Hawley Harvey Crippen: Der Ehemann mit der falschen Geschichte
Der Fall Hawley Harvey Crippen erschütterte 1910 Großbritannien und wurde zu einem der bekanntesten Kriminalfälle seiner Zeit.
Crippen, ein in den USA geborener Arzt, lebte mit seiner Ehefrau Cora Crippen in London. Die Ehe war schwierig, während Crippen gleichzeitig eine Beziehung zu seiner jungen Geliebten Ethel Le Neve hatte.
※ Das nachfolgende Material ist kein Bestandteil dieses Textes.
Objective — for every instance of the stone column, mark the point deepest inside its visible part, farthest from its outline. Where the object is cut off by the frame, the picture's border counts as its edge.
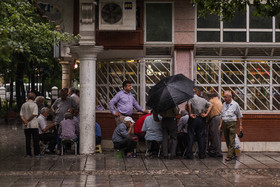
(66, 73)
(87, 56)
Als Cora Crippen Anfang 1910 verschwand, erzählte ihr Mann, sie sei in die USA zurückgekehrt und später dort gestorben. Während Freunde und Bekannte misstrauisch wurden, zog Ethel Le Neve bei Crippen ein.
Die Polizei begann zu ermitteln und fand schließlich im Keller des gemeinsamen Hauses menschliche Überreste. Crippen war zu diesem Zeitpunkt bereits mit seiner Geliebten geflohen. Er wurde auf der Flucht über den Atlantik erkannt, festgenommen, wegen Mordes verurteilt und 1910 hingerichtet.
Die Verbindung zu Hitchcock: Der Fall Crippen weist Parallelen zu einem zentralen Motiv des Films auf: Ein Ehemann versucht, das Verschwinden seiner Frau mit einer erfundenen Geschichte zu erklären und die Tat in den eigenen vier Wänden zu verbergen. Genau dieses Muster findet sich auch bei Lars Thorwald in „Das Fenster zum Hof“ wieder.
Patrick Mahon: Die Frage nach der Beseitigung der Leiche
Ein weiterer Fall, der Hitchcock beschäftigte, war der Mord an Emily Kaye durch Patrick Mahon im Jahr 1924.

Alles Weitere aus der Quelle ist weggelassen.